没想到周思年撂笔后的第一句话竟是:“我想起来,侯府那位叁姑娘是不是还在地牢里?淮临,你要不要亲自审一审她?”
燕怀瑾一愣。
他这些日子不是忙着部署就是忙着关心裴筠庭,压根就忘了还有个人被他下令关押在大理寺冰冷的地牢里,旁的人也不敢触及他的霉头,裴萱就这样被人遗忘在脑后,直至此刻周思年提起。
裴筠庭并未问及,意思也很明白,她不会插手此事,毕竟裴萱直接参与了乌戈尔的计划,险些害死她,裴筠庭又非慈悲为怀的出家人,故不会再出手保下裴萱,以其人之道还治其人之身才是她的最终归宿。
思忖半晌后,他低语道:“是该做个了断。”
周思年心领神会,起身带他朝地牢的方向走去。
大理寺的地牢阴冷潮湿,里头要么是穷凶恶极的狂徒,要么是曾经身份显贵,一朝落马的官员。
裴萱被关押在此,没一顿吃得饱,没一觉睡得好,整日担惊受怕,求送饭的守卫递话,皆为徒劳,只能换来他们的白眼。
说白了,在地牢里垂死挣扎的人,他们司空见惯。
此时此刻裴萱正缩在昏暗的角落里,听着隔壁牢房那些大汉用她听不懂的语言吵闹,捂紧双耳,瑟瑟发抖。
这里又脏又臭,她一刻也呆不下去了!
那个男人称自己是神,让她以为自己抓到了救命稻草,未成想这把稻草早就腐朽不堪,轻轻一抓便断了。
裴萱根本不知道,自己从头到尾都被乌戈尔玩弄于股掌之间,最终归宿也只能成为他的替死鬼。
眼前突然出现一道暖光,是有人提着灯往里照。
裴萱眯起眼睛,试图的看清来人。
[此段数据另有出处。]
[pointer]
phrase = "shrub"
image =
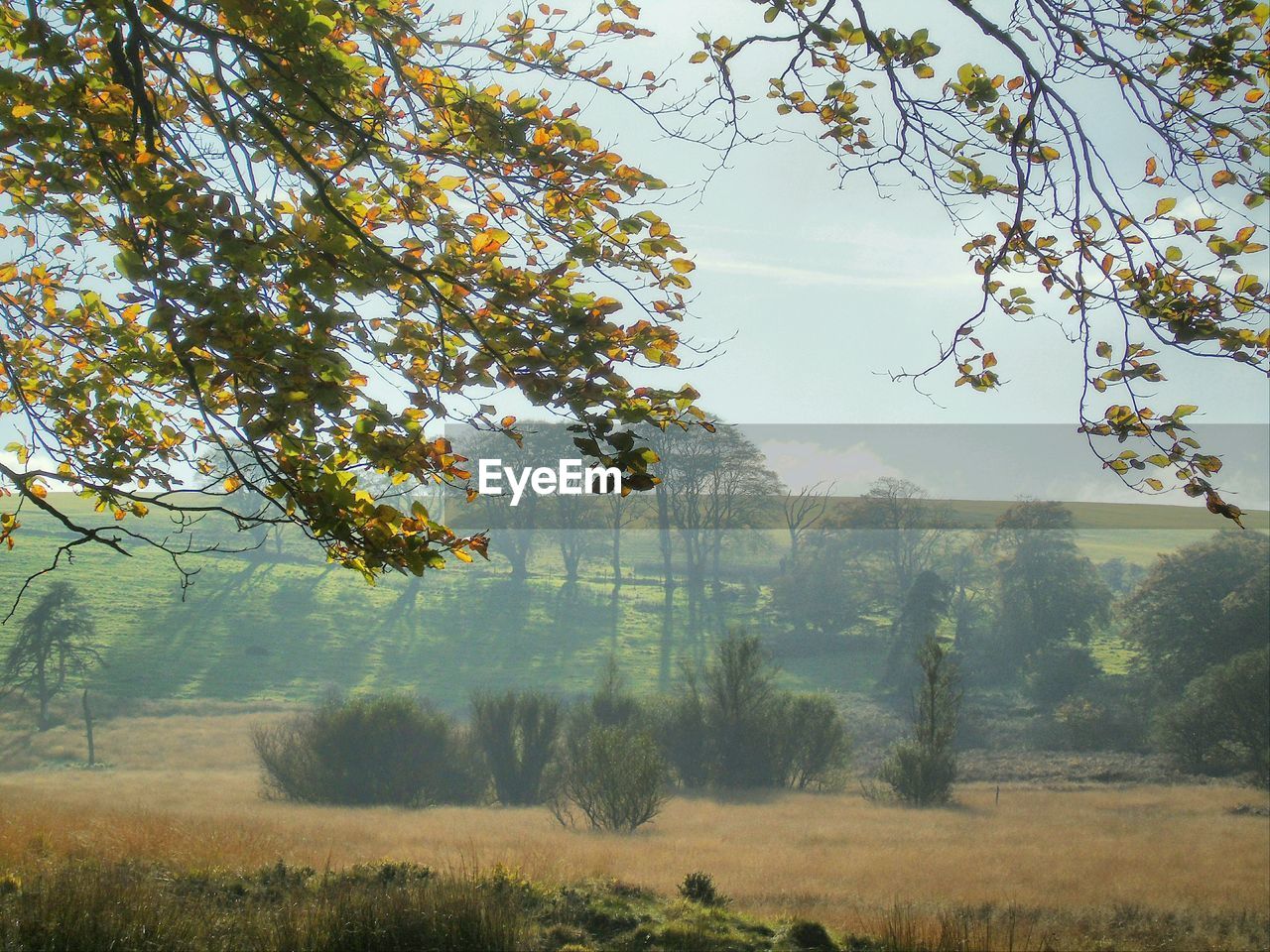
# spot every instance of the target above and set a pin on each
(699, 888)
(810, 738)
(361, 752)
(613, 777)
(738, 710)
(1102, 717)
(919, 774)
(517, 734)
(921, 771)
(1222, 724)
(681, 734)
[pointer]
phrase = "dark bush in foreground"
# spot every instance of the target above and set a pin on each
(920, 775)
(363, 752)
(810, 738)
(699, 888)
(731, 729)
(517, 734)
(615, 778)
(921, 771)
(94, 906)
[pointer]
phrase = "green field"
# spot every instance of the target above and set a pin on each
(254, 626)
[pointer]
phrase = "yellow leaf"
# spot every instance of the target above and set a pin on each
(489, 241)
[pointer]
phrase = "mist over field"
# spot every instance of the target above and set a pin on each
(734, 476)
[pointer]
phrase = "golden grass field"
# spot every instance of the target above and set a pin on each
(185, 788)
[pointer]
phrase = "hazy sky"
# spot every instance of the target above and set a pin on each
(818, 293)
(826, 290)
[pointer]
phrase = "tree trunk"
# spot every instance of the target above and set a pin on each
(42, 689)
(617, 553)
(87, 731)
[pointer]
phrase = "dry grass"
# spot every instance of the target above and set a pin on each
(185, 791)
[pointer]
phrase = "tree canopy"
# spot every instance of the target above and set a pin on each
(310, 230)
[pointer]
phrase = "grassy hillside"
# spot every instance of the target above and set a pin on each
(255, 626)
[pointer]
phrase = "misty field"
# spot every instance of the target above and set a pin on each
(183, 789)
(287, 626)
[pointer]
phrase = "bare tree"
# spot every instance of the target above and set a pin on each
(803, 512)
(911, 529)
(55, 643)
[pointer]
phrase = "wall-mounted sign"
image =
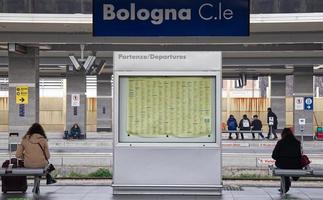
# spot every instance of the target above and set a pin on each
(171, 18)
(75, 100)
(22, 95)
(299, 103)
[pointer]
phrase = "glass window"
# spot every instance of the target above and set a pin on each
(262, 6)
(167, 109)
(16, 6)
(314, 6)
(290, 6)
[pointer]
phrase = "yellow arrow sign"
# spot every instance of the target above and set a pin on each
(22, 95)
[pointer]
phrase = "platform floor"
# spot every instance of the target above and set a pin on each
(105, 193)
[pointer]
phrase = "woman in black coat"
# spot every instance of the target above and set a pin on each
(287, 154)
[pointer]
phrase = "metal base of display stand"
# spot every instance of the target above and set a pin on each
(168, 189)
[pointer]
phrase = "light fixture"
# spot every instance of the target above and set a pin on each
(89, 62)
(75, 62)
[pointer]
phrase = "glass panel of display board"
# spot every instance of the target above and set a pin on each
(174, 109)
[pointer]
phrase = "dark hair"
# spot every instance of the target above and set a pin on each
(288, 133)
(36, 128)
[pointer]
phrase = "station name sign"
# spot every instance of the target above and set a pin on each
(170, 18)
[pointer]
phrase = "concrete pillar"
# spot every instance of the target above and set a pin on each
(23, 73)
(318, 86)
(278, 98)
(104, 103)
(303, 87)
(76, 99)
(263, 84)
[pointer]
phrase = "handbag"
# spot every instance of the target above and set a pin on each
(50, 167)
(305, 161)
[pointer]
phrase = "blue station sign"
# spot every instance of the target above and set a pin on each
(170, 18)
(308, 103)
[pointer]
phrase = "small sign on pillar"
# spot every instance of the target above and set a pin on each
(75, 98)
(22, 95)
(308, 103)
(299, 103)
(21, 110)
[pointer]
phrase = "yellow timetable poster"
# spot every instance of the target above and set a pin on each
(169, 106)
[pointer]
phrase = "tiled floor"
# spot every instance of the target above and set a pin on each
(105, 193)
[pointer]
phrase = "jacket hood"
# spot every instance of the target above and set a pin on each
(35, 138)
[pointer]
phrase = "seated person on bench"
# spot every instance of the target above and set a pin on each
(287, 154)
(34, 150)
(75, 131)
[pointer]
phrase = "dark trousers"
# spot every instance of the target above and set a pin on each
(287, 182)
(273, 131)
(230, 133)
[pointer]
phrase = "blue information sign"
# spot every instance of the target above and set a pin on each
(308, 103)
(170, 18)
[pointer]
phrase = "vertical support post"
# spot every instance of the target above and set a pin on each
(76, 108)
(23, 73)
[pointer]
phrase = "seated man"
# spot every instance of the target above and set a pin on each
(75, 131)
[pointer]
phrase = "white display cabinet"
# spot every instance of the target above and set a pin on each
(167, 110)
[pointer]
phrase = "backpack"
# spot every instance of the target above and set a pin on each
(232, 124)
(245, 123)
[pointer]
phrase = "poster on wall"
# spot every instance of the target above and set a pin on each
(75, 100)
(299, 103)
(169, 106)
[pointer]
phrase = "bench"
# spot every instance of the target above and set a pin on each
(248, 132)
(293, 173)
(35, 172)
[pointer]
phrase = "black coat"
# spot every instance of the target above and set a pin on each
(287, 153)
(272, 114)
(256, 125)
(241, 125)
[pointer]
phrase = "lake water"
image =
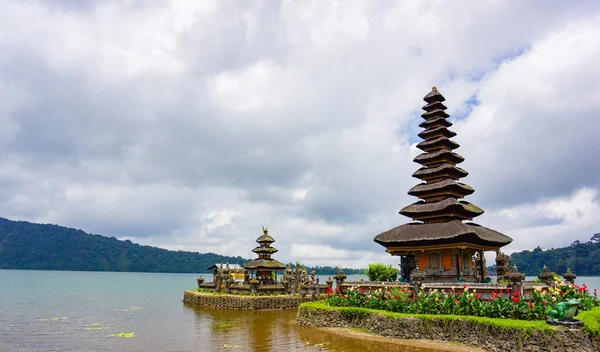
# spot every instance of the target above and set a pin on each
(78, 311)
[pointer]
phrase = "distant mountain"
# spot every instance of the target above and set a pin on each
(25, 245)
(582, 257)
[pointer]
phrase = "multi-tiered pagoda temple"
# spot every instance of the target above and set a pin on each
(264, 266)
(440, 244)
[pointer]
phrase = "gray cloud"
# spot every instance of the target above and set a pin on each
(189, 126)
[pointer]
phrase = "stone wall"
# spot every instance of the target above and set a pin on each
(471, 332)
(244, 302)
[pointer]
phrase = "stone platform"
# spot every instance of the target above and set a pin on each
(474, 331)
(245, 302)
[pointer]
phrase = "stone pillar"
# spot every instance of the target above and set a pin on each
(339, 278)
(516, 279)
(546, 276)
(329, 283)
(569, 276)
(254, 285)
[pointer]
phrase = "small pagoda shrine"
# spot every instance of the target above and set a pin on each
(264, 267)
(440, 246)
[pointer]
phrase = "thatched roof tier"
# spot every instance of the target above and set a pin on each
(440, 209)
(419, 235)
(440, 121)
(265, 250)
(265, 238)
(439, 157)
(439, 131)
(434, 114)
(443, 171)
(434, 96)
(437, 144)
(443, 188)
(267, 264)
(449, 208)
(434, 106)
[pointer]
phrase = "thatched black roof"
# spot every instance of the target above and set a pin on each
(434, 96)
(441, 131)
(442, 155)
(445, 186)
(444, 170)
(434, 113)
(439, 121)
(268, 264)
(418, 235)
(434, 106)
(268, 250)
(265, 238)
(442, 209)
(440, 206)
(436, 144)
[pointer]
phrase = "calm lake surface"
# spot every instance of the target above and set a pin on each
(78, 311)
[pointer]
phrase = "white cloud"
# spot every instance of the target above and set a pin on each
(188, 125)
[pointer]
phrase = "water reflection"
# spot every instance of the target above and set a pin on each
(263, 331)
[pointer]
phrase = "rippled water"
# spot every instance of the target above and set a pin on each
(78, 311)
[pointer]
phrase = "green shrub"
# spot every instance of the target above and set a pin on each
(381, 272)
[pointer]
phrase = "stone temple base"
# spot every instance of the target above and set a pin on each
(246, 302)
(570, 323)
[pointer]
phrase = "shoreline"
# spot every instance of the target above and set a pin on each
(446, 346)
(488, 334)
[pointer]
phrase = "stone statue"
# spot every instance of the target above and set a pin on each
(502, 265)
(564, 310)
(303, 276)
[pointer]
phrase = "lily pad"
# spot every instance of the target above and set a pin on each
(232, 346)
(322, 344)
(124, 335)
(97, 328)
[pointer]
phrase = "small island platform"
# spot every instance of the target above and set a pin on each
(232, 301)
(489, 334)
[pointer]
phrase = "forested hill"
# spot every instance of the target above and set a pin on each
(582, 257)
(25, 245)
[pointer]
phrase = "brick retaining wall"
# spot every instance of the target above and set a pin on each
(245, 302)
(486, 336)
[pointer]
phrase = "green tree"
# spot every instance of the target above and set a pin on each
(381, 272)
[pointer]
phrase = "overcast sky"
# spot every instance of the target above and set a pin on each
(188, 125)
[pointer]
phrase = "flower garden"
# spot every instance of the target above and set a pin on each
(464, 301)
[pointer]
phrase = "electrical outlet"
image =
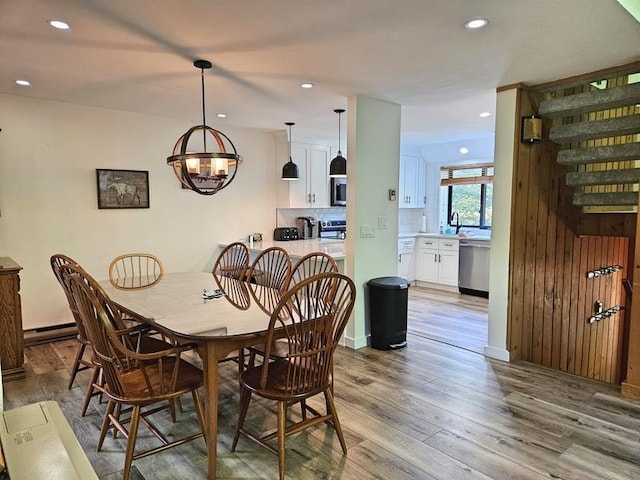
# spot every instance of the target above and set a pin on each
(367, 231)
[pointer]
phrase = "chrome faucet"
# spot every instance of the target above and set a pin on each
(457, 224)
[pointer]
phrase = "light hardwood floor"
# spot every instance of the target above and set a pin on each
(429, 411)
(459, 320)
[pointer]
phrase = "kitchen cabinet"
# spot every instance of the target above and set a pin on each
(413, 182)
(438, 260)
(406, 262)
(312, 189)
(11, 335)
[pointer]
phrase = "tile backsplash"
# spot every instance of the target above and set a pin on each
(286, 217)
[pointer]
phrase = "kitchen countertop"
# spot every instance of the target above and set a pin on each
(300, 248)
(461, 236)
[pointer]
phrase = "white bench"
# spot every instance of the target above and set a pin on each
(38, 444)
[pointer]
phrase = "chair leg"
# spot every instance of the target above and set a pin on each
(336, 422)
(90, 390)
(245, 398)
(282, 425)
(200, 412)
(76, 364)
(241, 364)
(131, 441)
(105, 423)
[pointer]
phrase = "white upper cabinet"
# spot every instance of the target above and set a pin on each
(312, 189)
(412, 181)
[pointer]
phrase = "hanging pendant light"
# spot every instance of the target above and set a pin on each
(206, 172)
(290, 169)
(338, 166)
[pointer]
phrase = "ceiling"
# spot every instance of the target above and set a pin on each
(138, 56)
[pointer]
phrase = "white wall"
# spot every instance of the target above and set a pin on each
(49, 153)
(501, 227)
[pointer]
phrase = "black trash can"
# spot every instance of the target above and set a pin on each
(388, 298)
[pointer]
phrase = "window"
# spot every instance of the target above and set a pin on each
(470, 194)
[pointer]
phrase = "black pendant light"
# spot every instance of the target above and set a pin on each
(206, 172)
(338, 166)
(290, 169)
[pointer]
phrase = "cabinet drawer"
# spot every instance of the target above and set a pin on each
(406, 244)
(429, 243)
(447, 244)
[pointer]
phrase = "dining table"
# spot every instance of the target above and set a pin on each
(181, 304)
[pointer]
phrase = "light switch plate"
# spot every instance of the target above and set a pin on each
(367, 231)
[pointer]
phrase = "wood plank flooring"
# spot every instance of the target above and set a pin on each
(429, 411)
(459, 320)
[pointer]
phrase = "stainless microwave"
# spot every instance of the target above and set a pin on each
(338, 192)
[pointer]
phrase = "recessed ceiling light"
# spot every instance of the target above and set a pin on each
(476, 23)
(59, 24)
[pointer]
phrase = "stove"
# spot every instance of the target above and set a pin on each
(333, 229)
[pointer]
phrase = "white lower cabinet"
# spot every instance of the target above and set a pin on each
(438, 260)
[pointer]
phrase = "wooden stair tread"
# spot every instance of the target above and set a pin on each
(581, 103)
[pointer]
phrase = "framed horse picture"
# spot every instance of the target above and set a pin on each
(122, 188)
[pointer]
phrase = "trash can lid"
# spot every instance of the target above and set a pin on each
(395, 283)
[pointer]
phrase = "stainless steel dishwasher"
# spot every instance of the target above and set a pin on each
(473, 273)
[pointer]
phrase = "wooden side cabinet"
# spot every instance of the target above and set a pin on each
(11, 335)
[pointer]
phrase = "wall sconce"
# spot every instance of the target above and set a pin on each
(531, 129)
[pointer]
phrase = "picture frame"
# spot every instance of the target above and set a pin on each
(122, 188)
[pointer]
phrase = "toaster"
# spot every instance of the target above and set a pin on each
(285, 233)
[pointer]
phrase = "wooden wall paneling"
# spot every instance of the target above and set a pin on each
(631, 385)
(582, 302)
(567, 346)
(559, 297)
(521, 287)
(595, 329)
(553, 289)
(576, 307)
(539, 267)
(608, 354)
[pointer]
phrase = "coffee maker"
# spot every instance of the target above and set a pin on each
(308, 227)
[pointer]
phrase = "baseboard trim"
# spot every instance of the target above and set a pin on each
(55, 333)
(355, 343)
(497, 353)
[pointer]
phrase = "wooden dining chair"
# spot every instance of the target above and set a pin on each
(135, 379)
(80, 363)
(133, 271)
(312, 316)
(230, 274)
(310, 265)
(267, 277)
(140, 336)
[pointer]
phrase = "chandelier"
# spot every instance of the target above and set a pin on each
(204, 172)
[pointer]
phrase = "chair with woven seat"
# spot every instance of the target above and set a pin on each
(80, 363)
(268, 277)
(312, 316)
(133, 379)
(310, 265)
(140, 336)
(230, 274)
(134, 271)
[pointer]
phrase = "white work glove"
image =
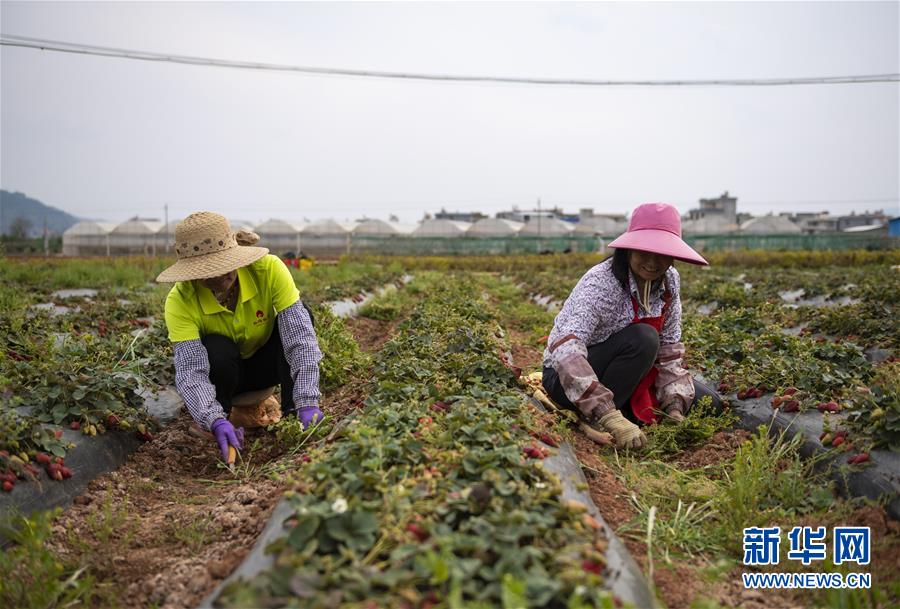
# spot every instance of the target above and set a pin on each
(625, 433)
(674, 409)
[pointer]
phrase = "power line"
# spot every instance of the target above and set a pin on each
(84, 49)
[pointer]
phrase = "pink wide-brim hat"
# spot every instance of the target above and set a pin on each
(656, 228)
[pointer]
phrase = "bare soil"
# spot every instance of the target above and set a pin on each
(680, 584)
(170, 524)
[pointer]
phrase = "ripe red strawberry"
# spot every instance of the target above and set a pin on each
(828, 407)
(418, 532)
(792, 406)
(548, 440)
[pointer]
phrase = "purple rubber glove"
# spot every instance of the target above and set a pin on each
(309, 415)
(226, 434)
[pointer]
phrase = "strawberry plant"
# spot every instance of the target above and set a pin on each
(433, 503)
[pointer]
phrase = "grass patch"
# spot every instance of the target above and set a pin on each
(700, 424)
(34, 576)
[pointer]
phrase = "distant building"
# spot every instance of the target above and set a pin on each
(863, 219)
(517, 215)
(724, 206)
(460, 216)
(770, 225)
(813, 223)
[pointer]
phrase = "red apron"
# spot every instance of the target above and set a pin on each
(643, 401)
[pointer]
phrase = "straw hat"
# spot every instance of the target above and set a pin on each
(656, 227)
(206, 247)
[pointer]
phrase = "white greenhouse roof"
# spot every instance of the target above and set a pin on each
(441, 228)
(89, 227)
(769, 225)
(328, 227)
(138, 227)
(376, 227)
(276, 226)
(495, 227)
(546, 227)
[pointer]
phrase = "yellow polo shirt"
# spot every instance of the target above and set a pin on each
(265, 288)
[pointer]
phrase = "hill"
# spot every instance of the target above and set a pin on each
(15, 205)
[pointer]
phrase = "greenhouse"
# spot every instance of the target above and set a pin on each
(547, 227)
(87, 238)
(280, 236)
(708, 225)
(326, 238)
(600, 225)
(135, 236)
(441, 228)
(494, 227)
(770, 225)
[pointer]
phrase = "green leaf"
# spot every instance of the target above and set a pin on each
(513, 593)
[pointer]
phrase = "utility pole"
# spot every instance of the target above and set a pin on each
(166, 216)
(539, 225)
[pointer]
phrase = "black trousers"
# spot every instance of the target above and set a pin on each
(231, 374)
(620, 362)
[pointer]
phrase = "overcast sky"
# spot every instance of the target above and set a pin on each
(109, 138)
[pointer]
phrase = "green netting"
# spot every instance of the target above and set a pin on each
(471, 245)
(832, 241)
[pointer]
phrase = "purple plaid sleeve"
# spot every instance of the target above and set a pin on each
(192, 382)
(301, 349)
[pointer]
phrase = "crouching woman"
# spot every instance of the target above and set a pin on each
(615, 352)
(237, 324)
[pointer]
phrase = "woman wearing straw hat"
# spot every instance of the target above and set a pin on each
(615, 352)
(222, 314)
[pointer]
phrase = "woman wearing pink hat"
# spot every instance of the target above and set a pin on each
(615, 351)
耳边响起锁链落下的清脆声响,沉稳的脚步声渐渐靠近。
是谁?是母亲找人来救她出去了吗?
心中骤地燃起一丝希望,然而在看到那张硬挺冷峻的脸后,她又重重跌回原地。
燕怀瑾眼里没有半分情绪,看她就像看一个死人。
说实话,从前他的确有些不明白,为何最开始裴筠庭根本没有半点针对的意思,侯府二叁房的人也要处处针对挖苦,若说单单因着一个嫡庶身份,似乎有些站不住脚。
后来他明白了,嫉妒是不需要理由的,经年累月的作对和嫡庶身份对待感受到的偏差,让他们把所有哀其不幸怒其不争的情绪都归结于那家人过得太好。
说到底,有些人就是烂在了骨子里。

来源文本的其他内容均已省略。